Updated: Apr 20, 2021
At your core, you are infinitely capable of handling life's challenges.
But right now, you just feel stuck.
You want to feel happier, less anxious, more at ease with your life.
No matter what you try - the self-care techniques, the changes in your routines, the affirmations, even other therapies - it either doesn't work, or it doesn't stick.
The strategies you’ve used - the coping skills and self-medication, the late nights spent endlessly trying to figure out how everyone seems to be doing just fine but you – they just don’t help. You can never just… feel okay.
You feel like you're on a hamster wheel going nowhere.
You don't know what you're doing wrong.
The truth is, you are not doing anything wrong.
And another truth is, you are not alone.
What you are experiencing are the effects of deep-seated beliefs you developed in childhood, in order to make sense of the world around you. It was then you developed beliefs that you were fundamentally flawed, or not enough.
There is a part of you that decided you must be perfect in order to be deserving of the ease you seek.
Maybe you had a single parent who worked two jobs and had no time for you.
As a child, you may have thought - because children do this - it was your fault they didn’t spend time with you. You may have subconsciously concluded that you were bad or unworthy somehow (otherwise, they would spend time with you, right?).

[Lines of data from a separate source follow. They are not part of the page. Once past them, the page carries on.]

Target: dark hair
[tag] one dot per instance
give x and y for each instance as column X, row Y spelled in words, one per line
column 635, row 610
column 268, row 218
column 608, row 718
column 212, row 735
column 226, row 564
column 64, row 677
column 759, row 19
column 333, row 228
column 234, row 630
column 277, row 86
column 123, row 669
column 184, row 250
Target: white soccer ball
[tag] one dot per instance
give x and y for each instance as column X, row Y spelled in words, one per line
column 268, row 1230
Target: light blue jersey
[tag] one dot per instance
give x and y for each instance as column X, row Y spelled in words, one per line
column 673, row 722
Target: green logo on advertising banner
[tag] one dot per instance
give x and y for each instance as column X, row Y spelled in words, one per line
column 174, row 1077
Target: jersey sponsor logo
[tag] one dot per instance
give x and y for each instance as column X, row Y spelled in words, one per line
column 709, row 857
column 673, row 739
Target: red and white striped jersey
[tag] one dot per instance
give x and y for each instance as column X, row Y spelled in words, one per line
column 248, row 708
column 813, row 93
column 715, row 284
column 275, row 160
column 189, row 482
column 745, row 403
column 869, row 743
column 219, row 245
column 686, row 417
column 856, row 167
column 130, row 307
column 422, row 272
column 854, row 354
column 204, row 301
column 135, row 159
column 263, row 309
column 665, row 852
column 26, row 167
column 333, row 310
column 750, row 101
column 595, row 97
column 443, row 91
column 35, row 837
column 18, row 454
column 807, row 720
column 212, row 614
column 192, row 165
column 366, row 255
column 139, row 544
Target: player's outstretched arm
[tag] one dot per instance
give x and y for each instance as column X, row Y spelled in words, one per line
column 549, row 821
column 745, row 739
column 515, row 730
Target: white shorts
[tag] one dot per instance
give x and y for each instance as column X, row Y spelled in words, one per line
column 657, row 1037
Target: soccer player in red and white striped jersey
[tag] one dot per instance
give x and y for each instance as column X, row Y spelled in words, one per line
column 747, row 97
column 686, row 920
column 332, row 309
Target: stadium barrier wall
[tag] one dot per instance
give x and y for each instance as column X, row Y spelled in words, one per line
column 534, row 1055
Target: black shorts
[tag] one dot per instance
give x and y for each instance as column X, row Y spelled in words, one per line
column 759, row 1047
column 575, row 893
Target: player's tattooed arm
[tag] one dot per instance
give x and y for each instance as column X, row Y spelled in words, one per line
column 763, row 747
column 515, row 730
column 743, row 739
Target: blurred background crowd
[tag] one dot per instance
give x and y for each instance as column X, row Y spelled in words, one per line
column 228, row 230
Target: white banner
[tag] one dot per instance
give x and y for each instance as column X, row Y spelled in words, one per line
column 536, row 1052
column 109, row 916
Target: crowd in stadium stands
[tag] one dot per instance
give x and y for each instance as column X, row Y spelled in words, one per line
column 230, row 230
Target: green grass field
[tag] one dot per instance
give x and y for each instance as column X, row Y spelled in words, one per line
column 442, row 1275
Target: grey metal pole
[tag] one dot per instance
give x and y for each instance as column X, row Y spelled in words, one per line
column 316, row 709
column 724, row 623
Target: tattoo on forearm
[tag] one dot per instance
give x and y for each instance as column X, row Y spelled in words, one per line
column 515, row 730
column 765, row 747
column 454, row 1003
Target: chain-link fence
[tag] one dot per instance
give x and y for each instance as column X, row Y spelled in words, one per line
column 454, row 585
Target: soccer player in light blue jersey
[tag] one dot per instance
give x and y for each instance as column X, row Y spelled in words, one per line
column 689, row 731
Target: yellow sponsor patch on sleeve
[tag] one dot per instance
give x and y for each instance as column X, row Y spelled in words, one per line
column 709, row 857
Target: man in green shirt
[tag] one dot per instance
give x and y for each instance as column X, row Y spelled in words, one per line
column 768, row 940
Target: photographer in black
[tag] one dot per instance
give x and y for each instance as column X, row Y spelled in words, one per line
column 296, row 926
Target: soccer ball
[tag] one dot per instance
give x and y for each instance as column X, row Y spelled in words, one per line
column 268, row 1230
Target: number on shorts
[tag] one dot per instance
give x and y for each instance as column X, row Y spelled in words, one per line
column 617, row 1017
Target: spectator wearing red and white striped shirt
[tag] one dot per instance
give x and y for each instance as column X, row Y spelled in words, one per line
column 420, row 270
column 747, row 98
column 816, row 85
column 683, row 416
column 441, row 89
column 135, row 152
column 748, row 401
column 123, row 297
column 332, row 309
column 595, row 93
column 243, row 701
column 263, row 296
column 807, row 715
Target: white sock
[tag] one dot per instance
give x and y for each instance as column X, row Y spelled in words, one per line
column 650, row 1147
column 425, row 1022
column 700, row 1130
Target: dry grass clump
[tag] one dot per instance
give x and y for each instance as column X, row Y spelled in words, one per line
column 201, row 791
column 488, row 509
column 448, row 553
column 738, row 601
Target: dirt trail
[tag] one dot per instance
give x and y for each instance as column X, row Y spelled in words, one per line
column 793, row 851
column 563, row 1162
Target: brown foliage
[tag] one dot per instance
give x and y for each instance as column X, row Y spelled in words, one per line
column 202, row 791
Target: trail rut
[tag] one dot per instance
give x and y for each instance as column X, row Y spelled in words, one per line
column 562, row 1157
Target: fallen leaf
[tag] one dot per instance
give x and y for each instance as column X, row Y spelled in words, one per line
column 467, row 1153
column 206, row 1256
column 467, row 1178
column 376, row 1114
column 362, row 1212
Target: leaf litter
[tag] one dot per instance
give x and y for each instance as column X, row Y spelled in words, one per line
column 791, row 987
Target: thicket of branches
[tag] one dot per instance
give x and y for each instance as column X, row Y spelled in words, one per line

You blamed yourself for what they didn’t - couldn’t - give you.
So a part of you decided you should work to win their love by being the "perfect child" who never (ever!) makes a mistake, so you could get their love and approval. Be worthy.
And maybe this worked well in your youth. But at what cost? The “perfect child” became terrified of making mistakes. Now the "perfect child" is a chronically anxious and self-critical adult. Now it is hard to feel that you can do anything well enough to feel safe or at ease.
Any time our needs did not get met as children, we developed a belief that we must make ourselves better to earn love.
Any time our needs did not get met as children, we believed that we must change ourselves to earn acceptance.
Left undiscovered, these beliefs continue to run our lives and our thoughts long after they have ceased being useful. They then become the weapons of anxiety, fear, and worry that we use against ourselves, without even realizing that we're doing it.
But you don't have to live this way.
It is time to remember who you are. You have ALWAYS been worthy of the love you seek.